Aprovecho el receso de la Pepa y la Manuela para añadir alguna tontería más a las que ya he dicho.
El punto de perfecto equilibrio (y en ese sentido, la verdadera edad de oro de la ópera, aunque no esté nada de moda decirlo) entre todas las cosas que han ascendido exponencialmente desde 1950 (fundamentalmente, la preparación musical y la "estetificación" de la ópera -cómo me encanta inventarme palabras-) y todas las que se han desplomado desde entonces (fundamentalmente, la cobertura del pasaje y la personalidad artística) fueron los años 70. Divos con arrolladora personalidad musical (y, aún, espléndida técnica), batutas que asumían los timones de las partituras y se comprendían mediadores entre la creación y el oyente (y no entre el divo y el oyente, a quien se debía dar una referencia armónica y no molestar, ni tampoco entre el escenario y el oyente), interés musicológico, integridad de partituras, democratización de la ópera mediante el LP, estética avanzada pero muy cuidadosa de no impedir ni sustituir el discurso musical, divas gordas y divas delgadas, público mucho más formado que veinte años antes y mucho menos instagr-sobreinformado que treinta después (y de una experiencia mucho más pausada del conocimiento de un título, mayormente por lo que costaban los LPs, lo que, si bien abría el riesgo del dogmatismo, cerraba absolutramente el de la superficialidad). Por eso, allá se maten distefanistas vs carsenistas por un palmo más de tierra, que mientras tenga mis discos en vivo de la Caballé y mis vídeos de la Scotto, a mí me la maravillosooooo todo lo demás. (El chiste lo conocen, verdad?)
Pero por la parte que me toca (porque, aunque no sea mi profesión, dedico muchas horas a la semana con muchas otras personas a hacer música y no toco precisamente la zambomba), hay una parte de mí que se rebela contra esto de la crisis de voces y la edad de hojalata. Porque, efectivamente, el pasaje cada vez se cubre peor y afloran, sobre todo en hombres, los sonidos leñosos, agudos descolocados, voces tragadas, musculares o tirantes, etc., y ello perjudica directamente el legato, que es la base fundamental de la ópera italiana y que hace padecer a la misma una crisis como no conocía desde que se puede grabar el sonido, y todo ello es trágico (como lo fue, por otro lado, la pérdida de la escuela francesa de fusionar imperceptiblemente la voz de pecho con la de cabeza, desde que un buen día alguien decidió -muy tenorilmente, por otro lado- que la cabeza no valía para nada).

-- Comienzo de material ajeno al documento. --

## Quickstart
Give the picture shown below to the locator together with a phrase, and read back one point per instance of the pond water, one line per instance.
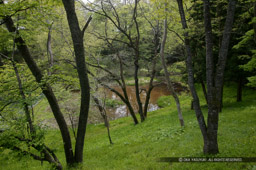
(122, 111)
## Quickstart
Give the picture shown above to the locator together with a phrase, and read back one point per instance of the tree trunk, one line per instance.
(153, 73)
(104, 116)
(215, 90)
(239, 89)
(47, 91)
(49, 49)
(254, 24)
(128, 104)
(204, 91)
(137, 90)
(77, 38)
(189, 63)
(167, 76)
(219, 77)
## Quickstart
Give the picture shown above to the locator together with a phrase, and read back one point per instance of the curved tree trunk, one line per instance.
(47, 90)
(77, 38)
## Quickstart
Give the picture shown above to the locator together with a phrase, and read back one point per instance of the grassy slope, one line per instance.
(139, 147)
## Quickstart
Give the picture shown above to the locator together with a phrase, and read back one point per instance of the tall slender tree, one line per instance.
(214, 79)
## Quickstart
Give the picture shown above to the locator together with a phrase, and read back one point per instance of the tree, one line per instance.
(130, 35)
(77, 36)
(167, 75)
(214, 81)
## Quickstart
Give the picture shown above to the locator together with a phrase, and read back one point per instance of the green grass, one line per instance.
(140, 146)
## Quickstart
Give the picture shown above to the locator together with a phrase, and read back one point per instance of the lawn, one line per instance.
(141, 146)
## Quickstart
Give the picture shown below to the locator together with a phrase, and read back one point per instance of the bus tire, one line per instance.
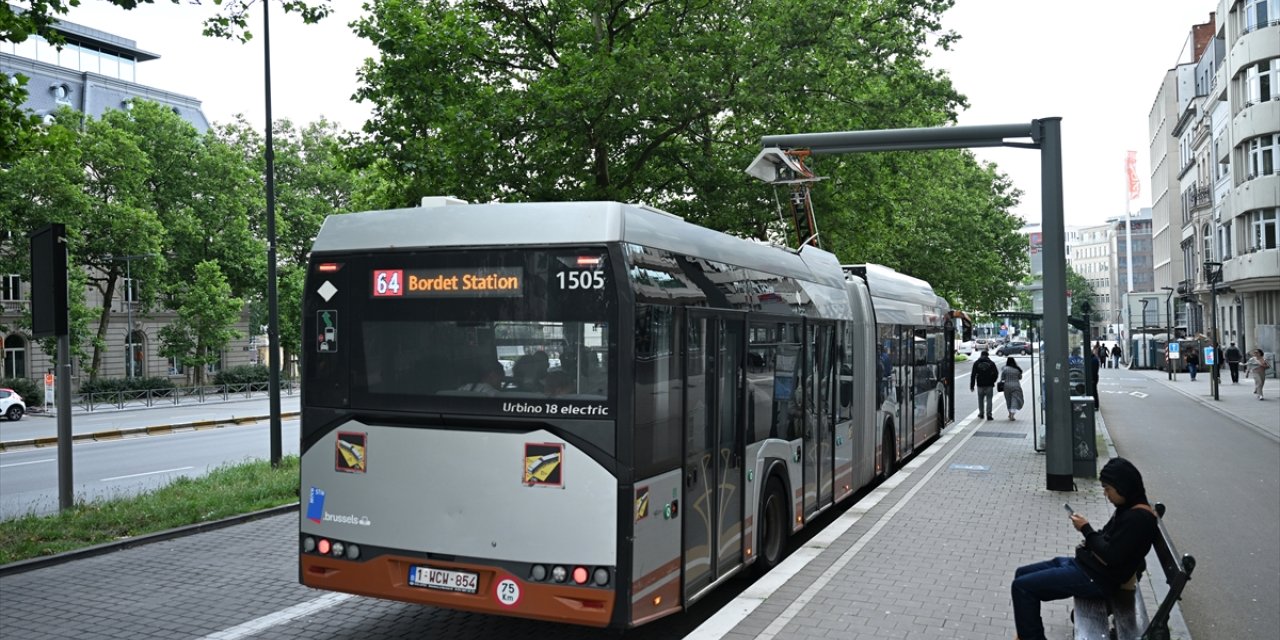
(890, 451)
(773, 526)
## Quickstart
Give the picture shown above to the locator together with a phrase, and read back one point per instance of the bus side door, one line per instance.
(713, 448)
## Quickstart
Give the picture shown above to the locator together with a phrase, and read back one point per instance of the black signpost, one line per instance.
(49, 319)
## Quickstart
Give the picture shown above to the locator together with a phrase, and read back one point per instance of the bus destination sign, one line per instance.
(449, 283)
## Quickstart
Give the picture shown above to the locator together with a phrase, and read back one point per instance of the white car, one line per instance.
(12, 405)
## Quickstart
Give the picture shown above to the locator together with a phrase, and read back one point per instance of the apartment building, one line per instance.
(1220, 108)
(92, 73)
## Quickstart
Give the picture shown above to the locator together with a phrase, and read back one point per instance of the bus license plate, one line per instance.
(430, 577)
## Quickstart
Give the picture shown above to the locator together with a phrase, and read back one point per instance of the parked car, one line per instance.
(1015, 348)
(10, 405)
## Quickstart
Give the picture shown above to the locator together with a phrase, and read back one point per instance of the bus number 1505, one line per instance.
(571, 280)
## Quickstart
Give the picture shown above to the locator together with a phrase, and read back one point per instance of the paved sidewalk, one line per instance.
(931, 553)
(1235, 401)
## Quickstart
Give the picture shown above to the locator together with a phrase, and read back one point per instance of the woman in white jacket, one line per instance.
(1011, 379)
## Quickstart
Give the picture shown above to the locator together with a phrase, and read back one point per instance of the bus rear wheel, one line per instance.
(773, 526)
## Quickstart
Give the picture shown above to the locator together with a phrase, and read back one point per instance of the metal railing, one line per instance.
(176, 396)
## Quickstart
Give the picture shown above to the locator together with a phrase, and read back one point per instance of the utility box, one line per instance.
(1084, 438)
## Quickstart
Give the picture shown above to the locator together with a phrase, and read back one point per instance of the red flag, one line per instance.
(1130, 167)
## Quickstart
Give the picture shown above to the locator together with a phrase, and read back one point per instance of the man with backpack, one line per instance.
(983, 376)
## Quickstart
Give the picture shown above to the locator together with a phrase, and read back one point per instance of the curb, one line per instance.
(99, 549)
(1176, 624)
(115, 434)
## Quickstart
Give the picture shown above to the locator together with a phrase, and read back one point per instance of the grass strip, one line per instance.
(227, 490)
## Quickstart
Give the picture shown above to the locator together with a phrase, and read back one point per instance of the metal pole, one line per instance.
(63, 389)
(128, 304)
(1212, 339)
(273, 323)
(1057, 402)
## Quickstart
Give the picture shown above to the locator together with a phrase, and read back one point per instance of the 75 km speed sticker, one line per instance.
(507, 593)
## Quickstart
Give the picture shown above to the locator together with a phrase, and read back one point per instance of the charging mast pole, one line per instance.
(1046, 136)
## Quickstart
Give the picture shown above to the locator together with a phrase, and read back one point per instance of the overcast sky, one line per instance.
(1096, 64)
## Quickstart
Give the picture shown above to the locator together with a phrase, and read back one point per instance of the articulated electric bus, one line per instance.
(590, 412)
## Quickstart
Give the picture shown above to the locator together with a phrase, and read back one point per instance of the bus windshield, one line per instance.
(496, 332)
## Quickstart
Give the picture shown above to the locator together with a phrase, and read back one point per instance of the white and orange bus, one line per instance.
(590, 412)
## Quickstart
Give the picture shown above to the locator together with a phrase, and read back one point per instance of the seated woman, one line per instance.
(1102, 562)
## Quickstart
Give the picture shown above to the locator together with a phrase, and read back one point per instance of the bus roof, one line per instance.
(563, 223)
(900, 298)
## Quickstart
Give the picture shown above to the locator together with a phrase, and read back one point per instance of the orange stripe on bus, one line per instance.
(668, 567)
(387, 576)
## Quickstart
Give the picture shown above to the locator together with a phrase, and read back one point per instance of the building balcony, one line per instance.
(1256, 119)
(1261, 192)
(1257, 270)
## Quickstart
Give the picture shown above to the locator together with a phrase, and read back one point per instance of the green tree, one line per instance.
(311, 183)
(666, 103)
(90, 177)
(1080, 291)
(206, 311)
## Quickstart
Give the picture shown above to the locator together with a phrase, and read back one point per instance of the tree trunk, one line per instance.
(104, 321)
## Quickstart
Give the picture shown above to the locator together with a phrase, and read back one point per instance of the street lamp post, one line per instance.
(1146, 352)
(1169, 330)
(1214, 272)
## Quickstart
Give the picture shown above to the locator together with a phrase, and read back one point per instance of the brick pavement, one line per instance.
(932, 558)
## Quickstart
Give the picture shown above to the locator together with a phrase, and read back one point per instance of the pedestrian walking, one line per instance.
(1096, 368)
(1107, 558)
(1257, 370)
(983, 378)
(1011, 384)
(1233, 362)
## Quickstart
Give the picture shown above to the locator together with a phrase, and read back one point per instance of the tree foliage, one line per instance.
(206, 311)
(664, 103)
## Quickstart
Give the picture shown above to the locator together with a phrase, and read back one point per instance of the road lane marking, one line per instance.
(277, 618)
(28, 462)
(147, 474)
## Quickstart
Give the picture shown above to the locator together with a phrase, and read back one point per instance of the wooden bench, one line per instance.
(1116, 618)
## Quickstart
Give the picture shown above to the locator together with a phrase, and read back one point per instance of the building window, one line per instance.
(1262, 82)
(1262, 155)
(14, 357)
(10, 288)
(1264, 228)
(135, 355)
(1256, 14)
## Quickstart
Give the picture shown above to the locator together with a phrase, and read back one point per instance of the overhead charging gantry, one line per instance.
(782, 163)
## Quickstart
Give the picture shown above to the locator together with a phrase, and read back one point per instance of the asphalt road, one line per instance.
(1220, 480)
(28, 478)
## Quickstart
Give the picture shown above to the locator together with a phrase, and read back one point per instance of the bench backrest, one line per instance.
(1178, 572)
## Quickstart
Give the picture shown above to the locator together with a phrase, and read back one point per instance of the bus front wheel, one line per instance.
(773, 526)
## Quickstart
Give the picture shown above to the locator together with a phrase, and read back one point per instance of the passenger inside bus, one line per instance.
(488, 382)
(530, 370)
(558, 383)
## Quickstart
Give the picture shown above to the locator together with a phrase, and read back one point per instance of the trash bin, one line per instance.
(1084, 442)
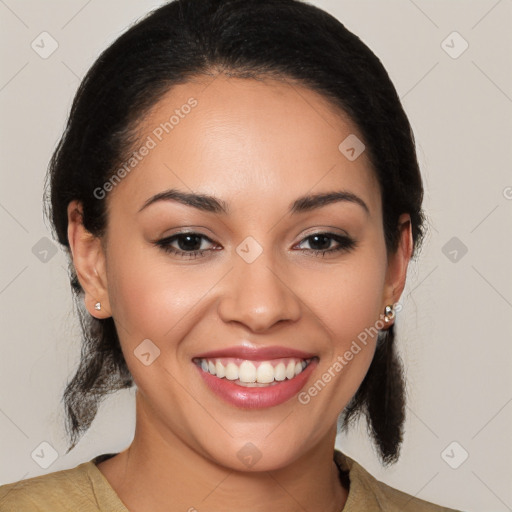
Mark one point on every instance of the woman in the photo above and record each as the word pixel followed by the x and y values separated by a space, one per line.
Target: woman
pixel 255 129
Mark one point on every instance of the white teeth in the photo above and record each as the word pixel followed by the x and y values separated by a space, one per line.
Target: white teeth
pixel 254 372
pixel 290 370
pixel 231 371
pixel 280 372
pixel 247 372
pixel 266 373
pixel 219 369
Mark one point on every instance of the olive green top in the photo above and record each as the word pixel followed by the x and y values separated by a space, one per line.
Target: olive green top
pixel 84 488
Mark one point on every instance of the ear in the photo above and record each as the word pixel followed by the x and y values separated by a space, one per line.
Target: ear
pixel 89 262
pixel 397 264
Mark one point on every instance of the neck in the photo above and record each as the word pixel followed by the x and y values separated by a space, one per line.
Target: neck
pixel 160 472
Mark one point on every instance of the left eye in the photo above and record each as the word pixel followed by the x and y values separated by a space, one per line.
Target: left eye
pixel 323 242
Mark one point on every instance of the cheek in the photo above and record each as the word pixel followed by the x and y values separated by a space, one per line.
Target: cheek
pixel 348 299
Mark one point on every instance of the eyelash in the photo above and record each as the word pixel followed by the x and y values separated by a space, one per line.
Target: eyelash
pixel 345 244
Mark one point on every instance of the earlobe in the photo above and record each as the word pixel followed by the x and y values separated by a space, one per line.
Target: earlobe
pixel 398 263
pixel 89 262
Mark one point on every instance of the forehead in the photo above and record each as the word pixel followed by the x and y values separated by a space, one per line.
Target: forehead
pixel 260 142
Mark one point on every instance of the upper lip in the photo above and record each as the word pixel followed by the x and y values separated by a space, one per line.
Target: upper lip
pixel 256 353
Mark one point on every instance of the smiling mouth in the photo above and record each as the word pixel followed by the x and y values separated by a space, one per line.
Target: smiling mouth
pixel 248 373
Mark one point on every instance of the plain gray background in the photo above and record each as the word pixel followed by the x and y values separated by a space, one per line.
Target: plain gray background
pixel 455 331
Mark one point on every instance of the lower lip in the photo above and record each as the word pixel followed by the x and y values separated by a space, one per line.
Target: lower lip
pixel 257 397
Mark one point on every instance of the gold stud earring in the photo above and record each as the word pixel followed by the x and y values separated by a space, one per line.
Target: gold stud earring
pixel 389 313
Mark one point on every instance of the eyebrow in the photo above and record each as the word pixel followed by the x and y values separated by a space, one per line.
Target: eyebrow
pixel 211 204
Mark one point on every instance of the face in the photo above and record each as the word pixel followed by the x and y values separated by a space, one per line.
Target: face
pixel 253 282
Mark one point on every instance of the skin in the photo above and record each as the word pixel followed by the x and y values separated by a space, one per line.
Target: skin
pixel 257 145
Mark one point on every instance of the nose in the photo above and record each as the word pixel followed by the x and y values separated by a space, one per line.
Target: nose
pixel 258 295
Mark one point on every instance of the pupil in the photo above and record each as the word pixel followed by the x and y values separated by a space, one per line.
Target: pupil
pixel 315 239
pixel 189 242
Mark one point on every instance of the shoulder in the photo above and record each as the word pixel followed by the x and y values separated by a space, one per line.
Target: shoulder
pixel 69 489
pixel 368 493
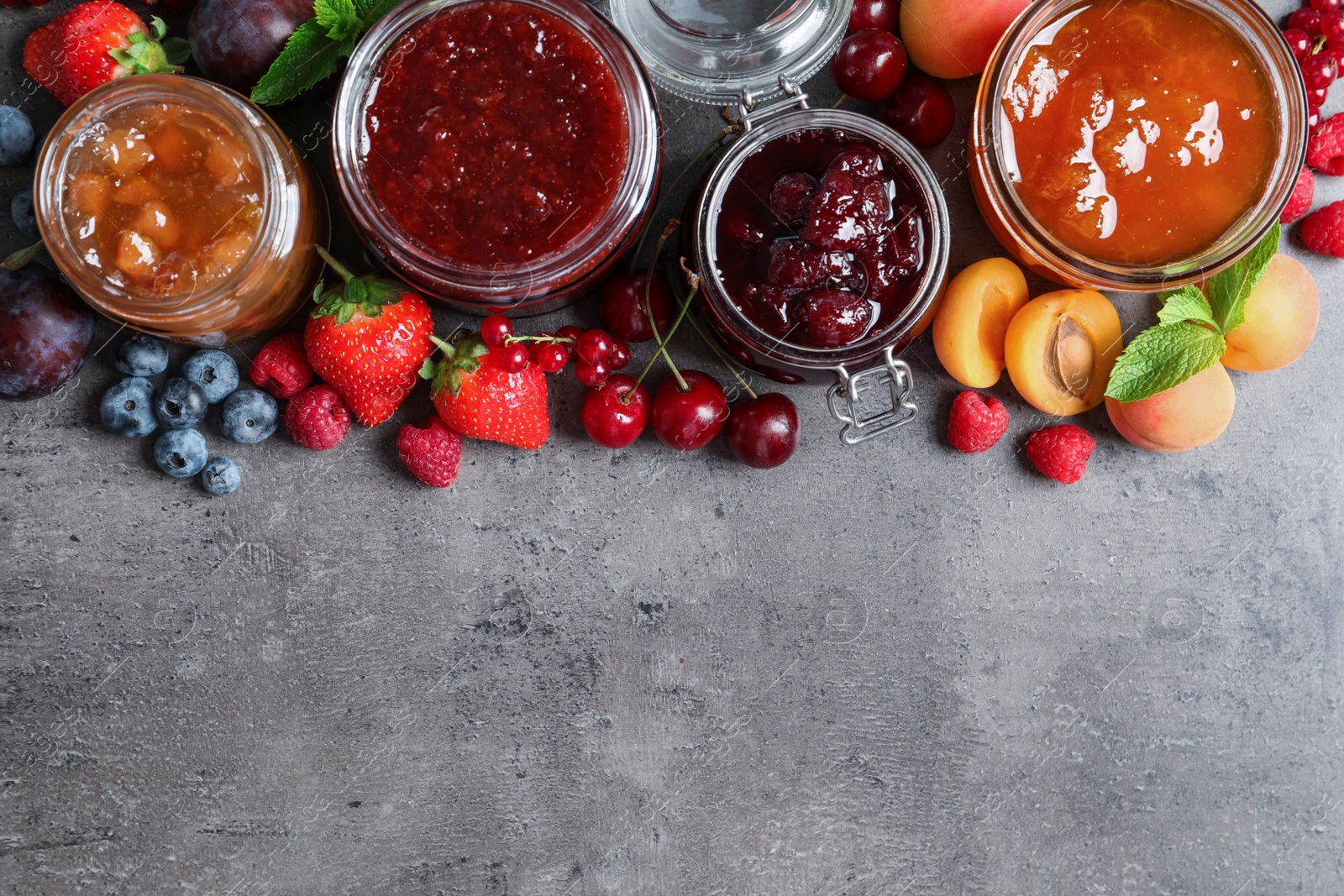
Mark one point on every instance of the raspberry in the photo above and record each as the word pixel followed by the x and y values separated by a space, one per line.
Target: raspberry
pixel 318 418
pixel 1061 452
pixel 432 452
pixel 281 367
pixel 1300 202
pixel 1326 148
pixel 976 423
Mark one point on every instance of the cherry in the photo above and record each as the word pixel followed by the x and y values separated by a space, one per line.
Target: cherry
pixel 764 432
pixel 689 421
pixel 495 329
pixel 870 65
pixel 612 422
pixel 884 15
pixel 622 307
pixel 920 110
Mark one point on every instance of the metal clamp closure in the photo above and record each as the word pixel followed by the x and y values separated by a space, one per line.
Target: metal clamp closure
pixel 843 399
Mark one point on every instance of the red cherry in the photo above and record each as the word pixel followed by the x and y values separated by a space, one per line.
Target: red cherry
pixel 624 312
pixel 870 65
pixel 495 329
pixel 764 432
pixel 689 421
pixel 611 422
pixel 591 372
pixel 920 110
pixel 884 15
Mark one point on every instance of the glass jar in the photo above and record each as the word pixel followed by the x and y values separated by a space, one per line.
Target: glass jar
pixel 1042 251
pixel 232 291
pixel 383 196
pixel 795 362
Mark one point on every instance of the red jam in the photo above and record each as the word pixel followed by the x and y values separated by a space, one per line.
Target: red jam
pixel 497 134
pixel 822 238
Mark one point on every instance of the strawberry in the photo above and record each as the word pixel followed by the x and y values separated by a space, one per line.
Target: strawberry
pixel 481 401
pixel 369 338
pixel 94 43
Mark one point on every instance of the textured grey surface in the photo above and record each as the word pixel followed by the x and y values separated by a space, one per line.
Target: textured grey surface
pixel 879 671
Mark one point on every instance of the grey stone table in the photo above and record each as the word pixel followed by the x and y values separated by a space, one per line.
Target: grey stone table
pixel 878 671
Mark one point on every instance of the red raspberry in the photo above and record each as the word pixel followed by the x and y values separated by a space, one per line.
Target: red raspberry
pixel 1061 452
pixel 1323 231
pixel 974 423
pixel 1300 202
pixel 281 367
pixel 318 418
pixel 432 452
pixel 1326 148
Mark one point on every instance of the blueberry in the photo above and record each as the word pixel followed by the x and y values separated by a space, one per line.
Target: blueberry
pixel 181 405
pixel 214 372
pixel 249 417
pixel 128 407
pixel 20 208
pixel 181 453
pixel 221 476
pixel 15 136
pixel 141 355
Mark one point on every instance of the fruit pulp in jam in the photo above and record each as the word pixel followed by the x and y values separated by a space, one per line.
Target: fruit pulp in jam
pixel 161 201
pixel 1139 130
pixel 822 238
pixel 496 134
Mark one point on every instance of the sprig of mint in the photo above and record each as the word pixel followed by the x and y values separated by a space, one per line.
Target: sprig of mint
pixel 1191 333
pixel 319 47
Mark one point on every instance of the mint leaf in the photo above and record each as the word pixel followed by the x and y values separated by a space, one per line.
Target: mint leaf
pixel 1227 291
pixel 1163 356
pixel 1186 304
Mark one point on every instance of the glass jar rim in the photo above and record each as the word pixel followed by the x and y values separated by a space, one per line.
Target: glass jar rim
pixel 711 202
pixel 501 282
pixel 1261 35
pixel 244 120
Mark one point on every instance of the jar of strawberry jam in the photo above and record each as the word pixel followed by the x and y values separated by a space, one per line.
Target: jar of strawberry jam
pixel 1137 145
pixel 178 207
pixel 499 155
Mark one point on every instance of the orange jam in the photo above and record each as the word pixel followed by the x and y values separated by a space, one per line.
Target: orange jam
pixel 1139 130
pixel 161 201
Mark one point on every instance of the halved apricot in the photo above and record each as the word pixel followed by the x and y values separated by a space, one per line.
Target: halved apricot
pixel 1059 349
pixel 969 329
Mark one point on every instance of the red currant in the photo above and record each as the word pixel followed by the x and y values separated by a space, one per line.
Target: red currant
pixel 496 329
pixel 870 65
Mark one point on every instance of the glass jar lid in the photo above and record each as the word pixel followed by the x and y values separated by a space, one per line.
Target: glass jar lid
pixel 714 51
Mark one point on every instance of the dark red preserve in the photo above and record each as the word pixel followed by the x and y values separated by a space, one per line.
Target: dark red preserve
pixel 822 238
pixel 497 134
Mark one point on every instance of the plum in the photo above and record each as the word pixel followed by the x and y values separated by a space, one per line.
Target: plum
pixel 45 333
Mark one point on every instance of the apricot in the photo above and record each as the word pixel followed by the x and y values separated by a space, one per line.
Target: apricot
pixel 954 38
pixel 971 325
pixel 1059 349
pixel 1187 416
pixel 1281 316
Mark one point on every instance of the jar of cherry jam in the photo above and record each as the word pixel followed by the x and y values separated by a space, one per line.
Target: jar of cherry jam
pixel 499 155
pixel 1137 145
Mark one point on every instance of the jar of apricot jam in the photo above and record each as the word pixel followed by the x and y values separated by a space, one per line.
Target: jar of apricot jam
pixel 178 207
pixel 499 155
pixel 1137 145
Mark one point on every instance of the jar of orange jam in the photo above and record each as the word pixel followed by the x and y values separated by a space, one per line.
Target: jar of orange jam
pixel 179 208
pixel 1137 144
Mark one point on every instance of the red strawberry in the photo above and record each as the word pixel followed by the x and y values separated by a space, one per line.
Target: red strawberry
pixel 1300 202
pixel 94 43
pixel 483 401
pixel 974 423
pixel 432 452
pixel 1061 452
pixel 1323 231
pixel 369 338
pixel 281 367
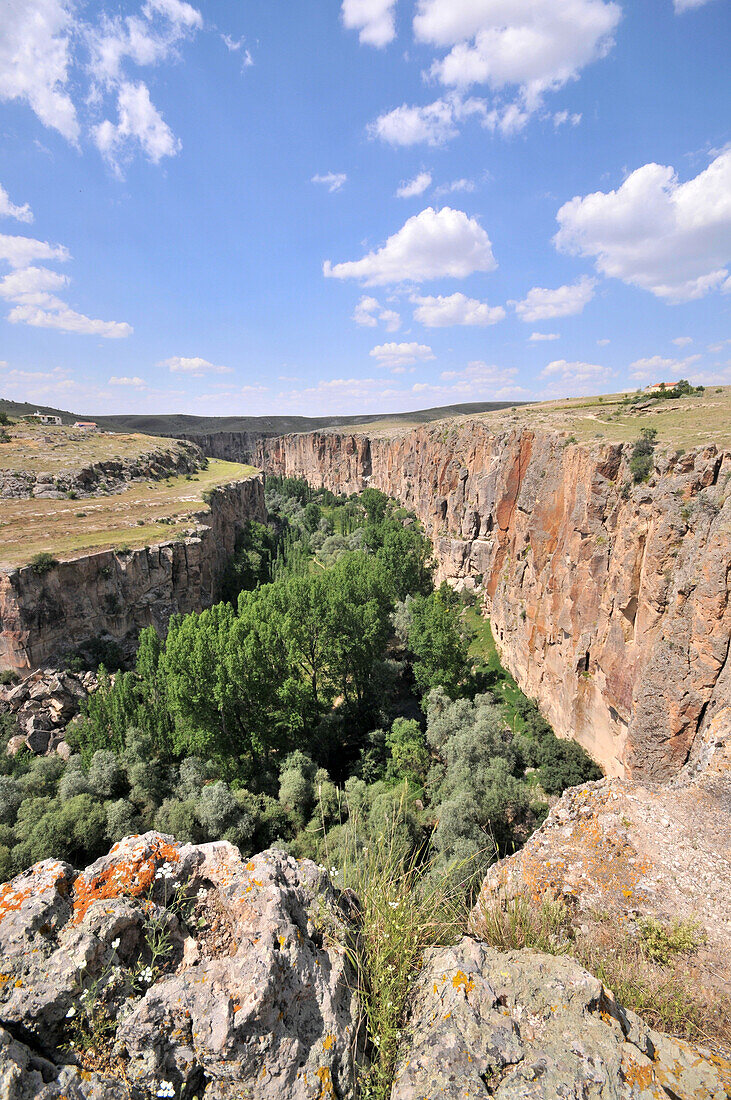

Pero hay un género musical que vive una edad no ya de oro, sino de platino iridiado de 3.000.000 kilates y ribetes de kryptonita: la música coral a capella. Europa (y el mundo) tienen hoy una cantidad ingente de espléndidos coros capaces de montar obras de una enorme complejidad musical con unos niveles de belleza, empaste, unión, matices, reguladores, brillantez, limpieza de sonido y (no menos importante) comunicatividad, inimaginables hace 15 años. Y ello también tiene su complejidad técnica-vocal, por la esencia grupal de esa experiencia artística y la necesidad de que todo suene sin que nada sobresalga. Es un mundo que tenemos tal privilegio de poder vivir que, desde luego, yo no estoy dispuesto a perdérmelo por el hecho de que cada vocal de Jonas Kaufmann esté en un sitio.
Finalmente, opino que la ausencia de grandes cantaoras de copla en la actualidad (que las que más han podido ya andan por los 60) es asemejable a la brutal resaca post-Rossini Renaissance que hemos vivdo recientemente, tras los fastos copleros de la generación de los 80 (con la diferencia de que a la copla le falta un Juan Diego Flórez capaz de maquillar un género entero y crear por sí solo la ilusión de que la crisis no es tal).
_________________ Die Wahrheit ist bei mir, Mandryka.